This section introduces you to z-scores. When I think of statistics, one of the first things that come in my mind is standard deviation and z-scores. So, what exactly are z-scores? A z-score, also known as a standard score, is a measure of how many standard deviations a data point is from the mean (not median) of a data set. It is calculated by subtracting the mean of the data set from the value of the data point, and then dividing the result by the standard deviation of the data set. The formula is simple but very powerful. It is resistant to units, and it can be used to compare any activity. 🏃
FORMULA: z = (x - x̄) / s
where z = z-score, x = a data point, x̄ = mean value, s = standard deviation
For example, consider a data set with a mean of 50 and a standard deviation of 10. If a data point has a value of 70, the z-score for that data point would be calculated as follows:
z-score = (70 - 50) / 10 = 2
This z-score of 2 means that the data point is 2 standard deviations above the mean of the data set.
z-scores are useful for comparing values within a data set and for determining whether a value is unusual or extreme relative to the rest of the data. They can also be used to standardize data for comparison between different data sets.
For this reason, z-scores are also called standardized values. In sports, when the judges have to calculate the final score for athletes, they use z-scores.
Negative z-scores mean that the data value is below the mean, while positive z-scores mean that the data value is higher than the mean. The further the value is from the mean, irrespective of the sign, the more unusual the value is. Here is the formula for z-score:
As you see, when we are standardizing data into z-scores, we are shifting them by the mean and rescaling by the standard deviation.
Wait, but how does standardization affect the distribution? 🤔
In general, shifting data changes the distribution but leaves the shape and spread unchanged. The center shifts with other measures of the position such as percentiles, mininum, and maximum by the same amount of value.

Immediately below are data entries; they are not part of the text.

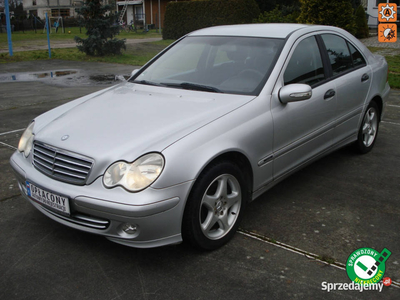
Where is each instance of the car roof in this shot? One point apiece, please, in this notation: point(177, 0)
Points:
point(275, 30)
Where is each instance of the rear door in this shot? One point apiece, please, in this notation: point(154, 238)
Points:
point(352, 78)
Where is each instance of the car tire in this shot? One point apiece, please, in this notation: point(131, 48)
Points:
point(368, 131)
point(215, 206)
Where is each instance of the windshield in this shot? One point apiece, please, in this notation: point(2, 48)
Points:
point(236, 65)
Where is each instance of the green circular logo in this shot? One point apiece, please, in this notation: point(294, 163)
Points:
point(367, 266)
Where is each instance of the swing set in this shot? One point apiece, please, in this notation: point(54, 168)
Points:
point(54, 25)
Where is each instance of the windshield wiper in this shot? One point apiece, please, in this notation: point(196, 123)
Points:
point(148, 82)
point(194, 86)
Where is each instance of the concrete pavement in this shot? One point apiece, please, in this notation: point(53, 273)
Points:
point(332, 207)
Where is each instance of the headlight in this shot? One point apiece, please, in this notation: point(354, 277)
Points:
point(135, 176)
point(26, 141)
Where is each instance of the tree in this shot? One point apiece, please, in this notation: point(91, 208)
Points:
point(327, 12)
point(361, 23)
point(101, 29)
point(268, 5)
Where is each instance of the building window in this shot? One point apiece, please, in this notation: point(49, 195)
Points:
point(384, 1)
point(62, 12)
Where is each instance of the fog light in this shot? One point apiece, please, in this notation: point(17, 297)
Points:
point(129, 228)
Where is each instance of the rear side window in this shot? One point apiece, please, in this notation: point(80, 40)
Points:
point(358, 59)
point(305, 65)
point(338, 52)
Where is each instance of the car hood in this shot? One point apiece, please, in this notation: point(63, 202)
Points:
point(129, 120)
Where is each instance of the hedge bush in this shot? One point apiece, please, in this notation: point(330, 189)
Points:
point(361, 23)
point(184, 17)
point(327, 12)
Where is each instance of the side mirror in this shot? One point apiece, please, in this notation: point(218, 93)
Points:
point(134, 72)
point(295, 92)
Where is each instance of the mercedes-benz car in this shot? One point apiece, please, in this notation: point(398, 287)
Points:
point(176, 152)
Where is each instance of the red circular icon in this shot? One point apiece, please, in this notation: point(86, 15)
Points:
point(387, 281)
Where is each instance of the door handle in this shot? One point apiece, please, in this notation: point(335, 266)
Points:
point(365, 77)
point(329, 94)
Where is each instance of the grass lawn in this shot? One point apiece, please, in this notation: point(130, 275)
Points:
point(394, 65)
point(135, 54)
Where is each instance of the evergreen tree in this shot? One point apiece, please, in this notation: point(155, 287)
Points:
point(101, 28)
point(361, 22)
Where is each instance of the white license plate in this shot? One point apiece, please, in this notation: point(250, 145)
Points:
point(51, 200)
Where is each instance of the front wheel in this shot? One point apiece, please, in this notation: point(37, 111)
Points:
point(369, 129)
point(215, 206)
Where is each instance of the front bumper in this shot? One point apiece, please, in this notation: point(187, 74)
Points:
point(156, 213)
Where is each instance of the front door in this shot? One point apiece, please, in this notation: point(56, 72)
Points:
point(303, 129)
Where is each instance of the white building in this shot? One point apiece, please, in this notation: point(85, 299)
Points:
point(54, 8)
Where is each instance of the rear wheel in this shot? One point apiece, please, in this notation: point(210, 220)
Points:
point(369, 129)
point(215, 206)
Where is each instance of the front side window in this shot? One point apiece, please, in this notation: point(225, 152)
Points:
point(305, 65)
point(236, 65)
point(338, 52)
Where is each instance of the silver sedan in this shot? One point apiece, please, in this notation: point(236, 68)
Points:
point(208, 125)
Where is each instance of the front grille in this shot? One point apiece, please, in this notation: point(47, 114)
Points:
point(60, 164)
point(81, 219)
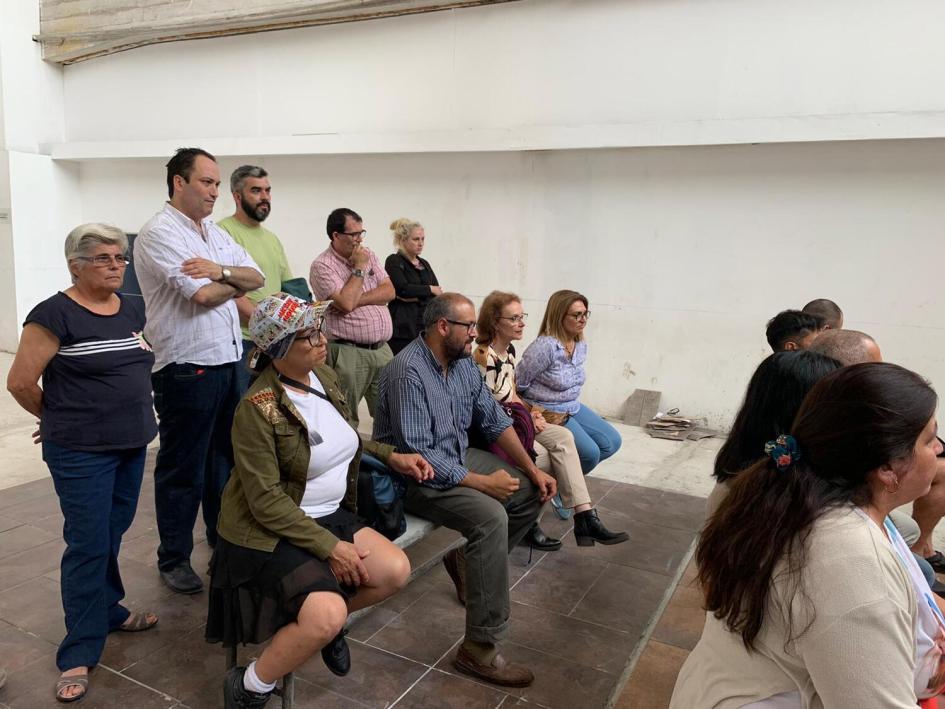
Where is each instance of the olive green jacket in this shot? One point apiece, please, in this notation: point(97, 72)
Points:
point(260, 502)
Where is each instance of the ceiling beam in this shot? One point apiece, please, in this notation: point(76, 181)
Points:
point(76, 30)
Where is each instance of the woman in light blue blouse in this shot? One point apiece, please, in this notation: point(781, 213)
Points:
point(551, 374)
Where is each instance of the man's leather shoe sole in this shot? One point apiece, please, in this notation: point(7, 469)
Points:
point(182, 580)
point(337, 655)
point(505, 674)
point(455, 565)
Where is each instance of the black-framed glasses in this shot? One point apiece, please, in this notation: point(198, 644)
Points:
point(470, 326)
point(515, 318)
point(104, 260)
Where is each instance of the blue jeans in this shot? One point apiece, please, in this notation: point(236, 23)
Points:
point(244, 376)
point(595, 439)
point(195, 405)
point(98, 495)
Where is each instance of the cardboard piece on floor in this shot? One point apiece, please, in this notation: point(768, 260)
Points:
point(697, 434)
point(641, 406)
point(676, 435)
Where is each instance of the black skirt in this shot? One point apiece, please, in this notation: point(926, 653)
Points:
point(255, 593)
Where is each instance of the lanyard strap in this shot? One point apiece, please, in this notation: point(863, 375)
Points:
point(304, 387)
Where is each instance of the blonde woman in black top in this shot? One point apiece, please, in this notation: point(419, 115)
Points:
point(414, 282)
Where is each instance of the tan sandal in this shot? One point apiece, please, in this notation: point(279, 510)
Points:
point(138, 621)
point(80, 680)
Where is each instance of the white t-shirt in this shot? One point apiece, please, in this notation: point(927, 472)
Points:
point(334, 443)
point(930, 625)
point(929, 631)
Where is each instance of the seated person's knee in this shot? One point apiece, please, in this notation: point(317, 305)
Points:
point(590, 457)
point(323, 615)
point(398, 571)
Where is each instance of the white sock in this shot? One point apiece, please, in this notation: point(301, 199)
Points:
point(252, 682)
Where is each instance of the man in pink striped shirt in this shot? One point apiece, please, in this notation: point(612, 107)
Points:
point(358, 323)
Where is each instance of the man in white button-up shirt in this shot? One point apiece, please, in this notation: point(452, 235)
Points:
point(190, 271)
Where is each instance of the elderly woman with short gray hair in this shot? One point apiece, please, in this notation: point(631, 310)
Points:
point(96, 418)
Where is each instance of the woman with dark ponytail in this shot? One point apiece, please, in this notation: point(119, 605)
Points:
point(813, 599)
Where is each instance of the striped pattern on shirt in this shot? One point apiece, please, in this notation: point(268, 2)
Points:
point(421, 411)
point(88, 348)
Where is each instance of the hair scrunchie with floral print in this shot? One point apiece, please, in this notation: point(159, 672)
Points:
point(784, 451)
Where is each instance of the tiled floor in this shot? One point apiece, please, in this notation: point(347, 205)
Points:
point(578, 617)
point(677, 632)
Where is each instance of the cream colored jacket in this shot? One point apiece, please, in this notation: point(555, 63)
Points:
point(859, 650)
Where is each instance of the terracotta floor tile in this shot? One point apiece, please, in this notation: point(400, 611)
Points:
point(578, 658)
point(438, 690)
point(376, 677)
point(588, 644)
point(19, 648)
point(623, 598)
point(559, 683)
point(653, 678)
point(559, 581)
point(33, 687)
point(21, 538)
point(660, 507)
point(17, 568)
point(123, 650)
point(36, 607)
point(36, 508)
point(18, 494)
point(366, 625)
point(682, 622)
point(426, 630)
point(192, 673)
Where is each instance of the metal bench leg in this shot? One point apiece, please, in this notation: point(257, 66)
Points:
point(231, 657)
point(288, 691)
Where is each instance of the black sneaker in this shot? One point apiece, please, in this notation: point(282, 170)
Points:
point(337, 656)
point(182, 579)
point(236, 696)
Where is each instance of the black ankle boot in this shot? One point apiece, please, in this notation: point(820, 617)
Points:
point(589, 529)
point(537, 539)
point(236, 696)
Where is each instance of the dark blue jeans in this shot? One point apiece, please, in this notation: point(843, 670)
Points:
point(243, 375)
point(98, 495)
point(195, 405)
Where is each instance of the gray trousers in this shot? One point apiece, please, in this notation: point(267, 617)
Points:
point(358, 372)
point(492, 529)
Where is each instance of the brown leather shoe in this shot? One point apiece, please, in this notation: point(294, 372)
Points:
point(455, 563)
point(507, 674)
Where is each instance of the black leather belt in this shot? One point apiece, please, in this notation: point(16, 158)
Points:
point(363, 346)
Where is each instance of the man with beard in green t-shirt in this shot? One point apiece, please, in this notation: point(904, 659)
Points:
point(253, 196)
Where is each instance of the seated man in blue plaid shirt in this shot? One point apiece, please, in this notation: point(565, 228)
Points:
point(428, 397)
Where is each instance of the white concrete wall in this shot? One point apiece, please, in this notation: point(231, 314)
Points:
point(583, 68)
point(683, 252)
point(38, 196)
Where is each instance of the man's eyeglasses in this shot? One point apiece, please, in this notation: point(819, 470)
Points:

What about rescaling? You may guess already that with rescaling data when we multiply or divide any number to a data set, the shape of distribution won’t change (it will just look stretched or squeezed), but everything else will change, the mean, minimum, maximum, range, IQR, and standard deviation. AP Statistics MCQs always will ask questions like this to trick you if you know how the shifting and rescaling affect the shape, center, and spread, so get ready to encounter such questions! 😉
You may have learned about "normal" models or bell-shaped curves in your Algebra class and through calculus. Some sets of data may be described as approximately normally distributed. A normal curve is mound-shaped and symmetric. 🐫
Normal models are appropriate for symmetric and unimodal distributions. The normal model has two parameters (the population mean, µ, and the population standard deviation, σ) and is often written as N(mean, sd). These parameters do not come from data but are part of the model.

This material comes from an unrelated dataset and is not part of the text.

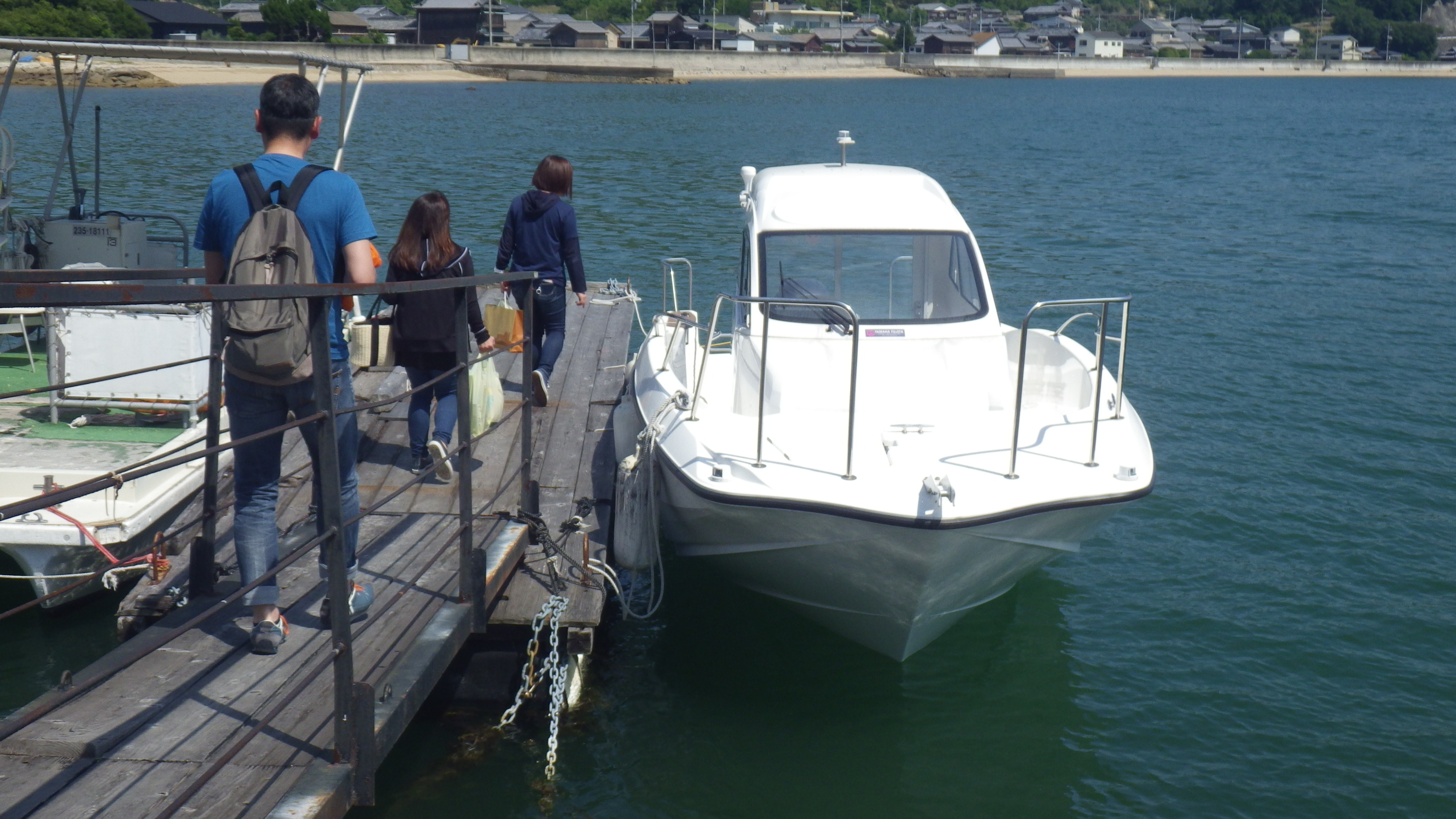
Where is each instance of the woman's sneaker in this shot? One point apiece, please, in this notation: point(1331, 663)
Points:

You might be curious: what variables in daily life can a normal distribution model. The answer? A lot! Here's a list of a small sample (get it?) of all the variables out there that follow a normal distribution: 👶
The standard normal model has a symmetrical bell-shaped curve, with the mean at 0 and the standard deviation at 1. Z-scores are actually based on the standard normal model. When working with data that is normally distributed, it is often helpful to standardize the data by converting the values to z-scores, which allows for easier comparison and analysis. This standard model can be written as N(0,1), and to standardize, we need to subtract from mean and rescale by the standard deviation.
z = (x - x̄) / s
The standard normal model, as well as other normal distributions, are based on the assumption that the data follows a symmetrical, bell-shaped curve. In order for the standard normal model or other normal distributions to be a good model for the data, the data must be approximately symmetric and unimodal.

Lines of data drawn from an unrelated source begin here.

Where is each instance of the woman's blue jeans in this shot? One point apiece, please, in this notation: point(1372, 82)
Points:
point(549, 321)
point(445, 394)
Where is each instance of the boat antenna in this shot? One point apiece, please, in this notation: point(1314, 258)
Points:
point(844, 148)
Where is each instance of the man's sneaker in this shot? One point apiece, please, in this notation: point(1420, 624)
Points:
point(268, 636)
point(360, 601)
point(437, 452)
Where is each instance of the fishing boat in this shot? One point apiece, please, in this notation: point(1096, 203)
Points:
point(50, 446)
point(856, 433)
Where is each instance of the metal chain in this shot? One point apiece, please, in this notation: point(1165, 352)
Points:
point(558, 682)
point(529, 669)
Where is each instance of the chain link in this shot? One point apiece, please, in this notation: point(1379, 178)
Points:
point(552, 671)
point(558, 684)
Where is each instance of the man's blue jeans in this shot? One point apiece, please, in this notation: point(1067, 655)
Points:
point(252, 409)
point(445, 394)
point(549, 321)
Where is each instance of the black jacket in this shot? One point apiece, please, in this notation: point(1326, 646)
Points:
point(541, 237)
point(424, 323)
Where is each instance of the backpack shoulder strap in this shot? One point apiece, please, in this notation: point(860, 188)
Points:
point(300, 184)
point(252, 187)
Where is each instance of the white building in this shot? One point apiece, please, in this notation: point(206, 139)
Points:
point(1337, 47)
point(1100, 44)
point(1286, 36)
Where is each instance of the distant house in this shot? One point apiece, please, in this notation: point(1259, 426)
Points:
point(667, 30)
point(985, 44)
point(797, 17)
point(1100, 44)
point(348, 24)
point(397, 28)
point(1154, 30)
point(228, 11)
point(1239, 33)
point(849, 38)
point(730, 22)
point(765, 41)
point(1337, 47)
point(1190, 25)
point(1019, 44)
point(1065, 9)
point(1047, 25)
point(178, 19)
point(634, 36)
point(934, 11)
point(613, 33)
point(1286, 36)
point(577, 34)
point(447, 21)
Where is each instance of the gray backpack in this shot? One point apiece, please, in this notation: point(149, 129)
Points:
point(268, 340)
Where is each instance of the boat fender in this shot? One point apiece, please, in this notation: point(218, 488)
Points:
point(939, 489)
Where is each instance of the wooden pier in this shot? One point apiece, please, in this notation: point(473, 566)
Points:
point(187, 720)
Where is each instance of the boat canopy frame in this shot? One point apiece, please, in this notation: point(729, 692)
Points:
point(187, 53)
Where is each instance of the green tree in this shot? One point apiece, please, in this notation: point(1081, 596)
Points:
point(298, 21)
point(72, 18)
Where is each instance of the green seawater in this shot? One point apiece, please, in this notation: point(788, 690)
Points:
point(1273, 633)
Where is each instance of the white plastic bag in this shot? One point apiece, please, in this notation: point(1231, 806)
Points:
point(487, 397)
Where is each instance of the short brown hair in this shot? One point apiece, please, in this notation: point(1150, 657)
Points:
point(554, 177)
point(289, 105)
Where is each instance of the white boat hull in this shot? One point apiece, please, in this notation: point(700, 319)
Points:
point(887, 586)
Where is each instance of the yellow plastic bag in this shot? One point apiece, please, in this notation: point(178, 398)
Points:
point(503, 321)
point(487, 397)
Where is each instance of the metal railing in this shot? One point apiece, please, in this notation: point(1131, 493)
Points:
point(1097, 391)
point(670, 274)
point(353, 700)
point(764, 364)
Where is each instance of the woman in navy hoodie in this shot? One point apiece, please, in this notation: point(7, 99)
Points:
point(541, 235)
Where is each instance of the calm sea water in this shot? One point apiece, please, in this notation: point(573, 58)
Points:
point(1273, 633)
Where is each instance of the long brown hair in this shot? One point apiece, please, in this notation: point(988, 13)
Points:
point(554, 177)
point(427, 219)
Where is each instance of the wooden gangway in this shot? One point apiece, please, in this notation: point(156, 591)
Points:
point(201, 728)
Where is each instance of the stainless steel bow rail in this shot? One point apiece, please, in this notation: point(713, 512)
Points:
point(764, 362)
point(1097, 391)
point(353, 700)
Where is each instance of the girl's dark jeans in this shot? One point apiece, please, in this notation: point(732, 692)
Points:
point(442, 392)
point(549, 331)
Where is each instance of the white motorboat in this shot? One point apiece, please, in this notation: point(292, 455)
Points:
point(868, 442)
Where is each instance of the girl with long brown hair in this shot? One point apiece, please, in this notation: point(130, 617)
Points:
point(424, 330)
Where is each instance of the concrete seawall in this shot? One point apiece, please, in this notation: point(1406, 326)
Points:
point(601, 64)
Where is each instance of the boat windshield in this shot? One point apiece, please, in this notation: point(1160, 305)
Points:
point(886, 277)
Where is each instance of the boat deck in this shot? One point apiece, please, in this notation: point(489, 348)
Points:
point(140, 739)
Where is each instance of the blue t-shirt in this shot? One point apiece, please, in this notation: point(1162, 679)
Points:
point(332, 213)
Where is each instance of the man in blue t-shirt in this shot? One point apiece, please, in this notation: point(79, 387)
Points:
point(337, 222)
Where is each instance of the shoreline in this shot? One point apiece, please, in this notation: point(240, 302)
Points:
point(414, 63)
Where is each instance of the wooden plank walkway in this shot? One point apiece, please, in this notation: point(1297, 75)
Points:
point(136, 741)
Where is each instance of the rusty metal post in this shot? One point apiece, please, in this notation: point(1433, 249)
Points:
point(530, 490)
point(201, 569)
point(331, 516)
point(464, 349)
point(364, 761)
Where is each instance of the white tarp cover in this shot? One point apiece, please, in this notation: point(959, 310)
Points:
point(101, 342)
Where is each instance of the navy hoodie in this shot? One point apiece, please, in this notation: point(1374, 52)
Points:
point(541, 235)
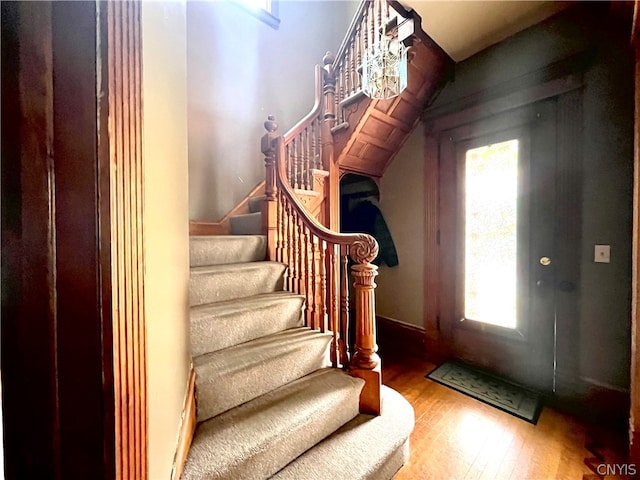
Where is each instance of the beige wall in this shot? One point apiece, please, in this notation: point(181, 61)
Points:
point(241, 70)
point(400, 289)
point(165, 225)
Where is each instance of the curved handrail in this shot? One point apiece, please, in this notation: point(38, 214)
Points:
point(313, 114)
point(363, 248)
point(350, 31)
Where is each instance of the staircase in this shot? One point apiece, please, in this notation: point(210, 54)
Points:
point(269, 405)
point(279, 393)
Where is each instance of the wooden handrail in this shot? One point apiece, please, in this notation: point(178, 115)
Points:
point(317, 261)
point(313, 114)
point(363, 247)
point(351, 30)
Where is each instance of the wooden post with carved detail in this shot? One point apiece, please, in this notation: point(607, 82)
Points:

If the data is not symmetric or is multimodal (i.e. has multiple peaks), then the standard normal model or other normal distributions may not be a good fit for the data. In such cases, it may be necessary to use a different statistical model or transform the data in some way to make it more suitable for analysis.
To check whether the data is approximately symmetric and unimodal, it is common to look at the histogram of the data or create a normal probability plot. A histogram should show a roughly symmetrical distribution, with a single peak in the middle. Don’t model data with a Normal model without checking the "Nearly Normal" Condition. ✔️
Often we ask ourselves whether we are normal or not. If we are normal, then we should be doing about the same things as the average people do. The 68-95-99.7 rule (Empirical Rule) tells us that if we all behave normally then about 68% of the values fall within one standard deviation of the mean, about 95% of the values fall within two standard deviations of the mean, and about 99.7%—almost all—of the values fall within three standard deviations of the mean. 🙌
Source: The College Board
⭐ The EMPIRICAL RULE: "For a normal distribution, approximately 68% of the observations are within 1 standard deviation of the mean, approximately 95% of observations are within 2 standard deviations of the mean, and approximately 99.7% of observations are within 3 standard deviations of the mean."
This rule works fine in normal models, but do not ever try it for skewed distributions as it will fail. For skewed distributions, we can use Chebisheeve’s (a Russian mathematician) rule, but that’s beyond the AP Statistics course. When sketching the normal model, start with the center and extend the tails to the sides, but you do not need to go beyond three standard deviations as there is very little left beyond it, and also don’t touch the line because it extends forever. The place where the bell shape starts to curve downward is called the inflection point, which is exactly one standard deviation away from the mean.
🎥 Watch: AP Stats - Normal Distributions Standard Normal Distribution
Normal Probability Plot
(1) A sample of 50 students at a school took a math test, and the mean score was 75 out of 100. The standard deviation of the scores was 10.
A. Calculate the z-score for a student who scored a 90 on the test.
B. Interpret the z-score. What does this mean in the context of statistics and test scores?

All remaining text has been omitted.